Get the final generated html source using c# or vb.net
using VB.net or c#, How do I get the generated HTML source?
To get the html source of a page I can use this below but this wont get the generated source, it won't contain any of the html that was added dynamically by the javascript in the browser. How do I get the the final generated HTML source?
thanks
WebRequest req = WebRequest.Create("http://www.asp.net");
WebResponse res = req.GetResponse();
StreamReader sr = new StreamReader(res.GetResponseStream());
string html = sr.ReadToEnd();
if I try this below then it returns the document with out the JavaScript code injected
Public Class Form1
Dim WB As WebBrowser = Nothing
Private Sub Form1_Load(sender As Object, e As EventArgs) Handles MyBase.Load
WB = New WebBrowser()
Me.Controls.Add(WB)
AddHandler WB.DocumentCompleted, AddressOf WebBrowser1_DocumentCompleted
WB.Navigate("mysite/Default.aspx")
End Sub
Private Sub WebBrowser1_DocumentCompleted(sender As Object, e As WebBrowserDocumentCompletedEventArgs)

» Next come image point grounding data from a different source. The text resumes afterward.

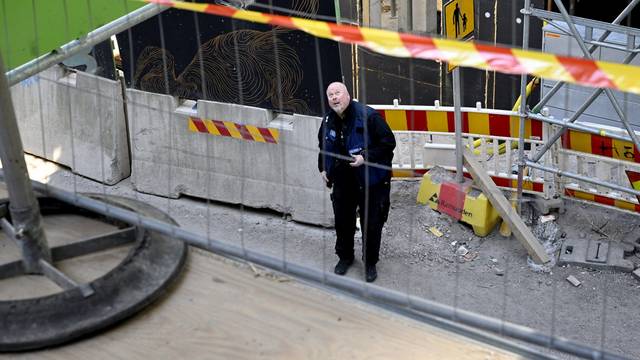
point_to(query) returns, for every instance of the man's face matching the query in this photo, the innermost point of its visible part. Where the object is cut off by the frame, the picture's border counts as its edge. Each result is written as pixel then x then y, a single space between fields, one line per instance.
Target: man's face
pixel 338 97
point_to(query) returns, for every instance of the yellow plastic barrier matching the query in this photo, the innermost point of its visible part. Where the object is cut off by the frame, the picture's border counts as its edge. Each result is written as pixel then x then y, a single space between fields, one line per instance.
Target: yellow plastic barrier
pixel 459 201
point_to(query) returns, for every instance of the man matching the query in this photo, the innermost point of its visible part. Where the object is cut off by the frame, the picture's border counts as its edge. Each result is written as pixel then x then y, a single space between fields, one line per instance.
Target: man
pixel 356 149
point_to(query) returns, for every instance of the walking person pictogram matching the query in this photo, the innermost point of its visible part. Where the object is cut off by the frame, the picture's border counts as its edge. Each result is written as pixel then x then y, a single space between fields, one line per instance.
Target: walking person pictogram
pixel 456 19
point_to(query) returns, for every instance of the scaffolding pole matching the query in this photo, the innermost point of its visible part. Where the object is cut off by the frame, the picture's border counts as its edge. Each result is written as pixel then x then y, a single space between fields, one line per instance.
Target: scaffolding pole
pixel 458 123
pixel 523 105
pixel 559 84
pixel 26 226
pixel 607 91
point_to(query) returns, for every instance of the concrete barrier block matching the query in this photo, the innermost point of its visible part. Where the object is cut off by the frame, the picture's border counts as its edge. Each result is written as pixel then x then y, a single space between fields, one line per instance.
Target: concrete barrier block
pixel 74 119
pixel 282 176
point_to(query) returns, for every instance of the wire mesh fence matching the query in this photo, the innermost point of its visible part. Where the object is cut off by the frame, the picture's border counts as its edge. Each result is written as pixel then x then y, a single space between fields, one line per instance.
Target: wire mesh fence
pixel 204 149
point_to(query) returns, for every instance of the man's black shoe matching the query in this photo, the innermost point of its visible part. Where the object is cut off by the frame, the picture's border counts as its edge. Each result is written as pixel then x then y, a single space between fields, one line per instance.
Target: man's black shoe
pixel 342 266
pixel 372 273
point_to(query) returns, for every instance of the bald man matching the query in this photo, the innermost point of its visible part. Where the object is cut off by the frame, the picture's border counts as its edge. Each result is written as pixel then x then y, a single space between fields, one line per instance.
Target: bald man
pixel 356 149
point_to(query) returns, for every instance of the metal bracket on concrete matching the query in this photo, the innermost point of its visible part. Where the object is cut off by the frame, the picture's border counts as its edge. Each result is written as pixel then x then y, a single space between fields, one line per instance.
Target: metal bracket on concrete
pixel 597 254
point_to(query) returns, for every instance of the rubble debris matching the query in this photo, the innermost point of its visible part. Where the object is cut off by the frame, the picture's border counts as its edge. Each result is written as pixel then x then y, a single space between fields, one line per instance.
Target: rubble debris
pixel 462 251
pixel 546 218
pixel 575 282
pixel 434 230
pixel 547 233
pixel 503 207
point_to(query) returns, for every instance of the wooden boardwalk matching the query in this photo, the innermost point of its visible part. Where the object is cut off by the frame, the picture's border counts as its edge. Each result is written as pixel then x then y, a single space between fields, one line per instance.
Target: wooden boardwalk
pixel 222 309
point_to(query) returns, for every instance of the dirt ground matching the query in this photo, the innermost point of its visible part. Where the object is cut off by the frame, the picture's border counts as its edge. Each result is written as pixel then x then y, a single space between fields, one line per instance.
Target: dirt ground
pixel 493 277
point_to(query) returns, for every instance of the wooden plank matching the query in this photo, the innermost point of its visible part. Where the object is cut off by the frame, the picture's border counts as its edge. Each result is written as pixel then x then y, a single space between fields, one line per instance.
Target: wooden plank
pixel 222 309
pixel 502 205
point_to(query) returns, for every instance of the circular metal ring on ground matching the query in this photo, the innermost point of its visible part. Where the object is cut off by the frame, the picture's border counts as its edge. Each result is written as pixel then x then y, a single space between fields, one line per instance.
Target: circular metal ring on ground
pixel 152 264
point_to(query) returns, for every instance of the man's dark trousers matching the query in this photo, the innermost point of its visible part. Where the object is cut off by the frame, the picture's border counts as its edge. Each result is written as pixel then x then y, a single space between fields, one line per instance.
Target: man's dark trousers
pixel 372 204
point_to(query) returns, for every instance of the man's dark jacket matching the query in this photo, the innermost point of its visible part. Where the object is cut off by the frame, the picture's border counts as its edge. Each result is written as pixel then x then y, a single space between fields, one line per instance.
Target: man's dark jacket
pixel 362 131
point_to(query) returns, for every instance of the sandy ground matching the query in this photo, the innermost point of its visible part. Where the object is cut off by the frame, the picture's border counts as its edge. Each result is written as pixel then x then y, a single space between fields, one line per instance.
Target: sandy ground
pixel 494 278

'Dim htmlcode As String = WebBrowser1.Document.Body.OuterHtml()
Dim s As String = WB.DocumentText
End Sub
End Class
HTML returned
<!DOCTYPE html>
<html xmlns="http://www.w3.org/1999/xhtml">
<head runat="server">
<title></title>
</head>
<body>
<form id="form1" runat="server">
<div id="center_text_panel">
//test text this text should be here
</div>
</form>
</body>
</html>
<script type="text/javascript">
document.getElementById("center_text_panel").innerText = "test text";
</script>
Solution 1:
You can use WebKit.NET
Look here for official tutorials
This can not only grab the source, but also process javascript through the pageload event.
webKitBrowser1.Navigate(MyURL)
Then, handle the DocumentCompleted event, and:
private documentContent = webKitBrowser1.DocumentText
Edit - This might be the better open source WebKit option: http://code.google.com/p/open-webkit-sharp/
Solution 2:
Just put a webbrowser
control to your form and you flowing code:
webBrowser1.Navigate("YourLink");
private void webBrowser1_DocumentCompleted(object sender, WebBrowserDocumentCompletedEventArgs e)
{
string htmlcode= webBrowser1.Document.Body.InnerHtml;//Or Each Filed Or element..//WebBrowser.DocumentText
}
Edited
for getting also html code that generated dynamically by java script code you have two way:
- run flowing code after
webBrowser1_DocumentCompleted
Event
StringBuilder htmlcode = new StringBuilder(); foreach (HtmlElement item in webBrowser1.Document.All) { htmlcode.Append( item.InnerHtml); }
- write a javascript code for returning
document.documentElement.innerHTML
and using InvolkeScript Function To Return Result:
var htmlcode = webBrowser1.Document.InvokeScript("javascriptcode");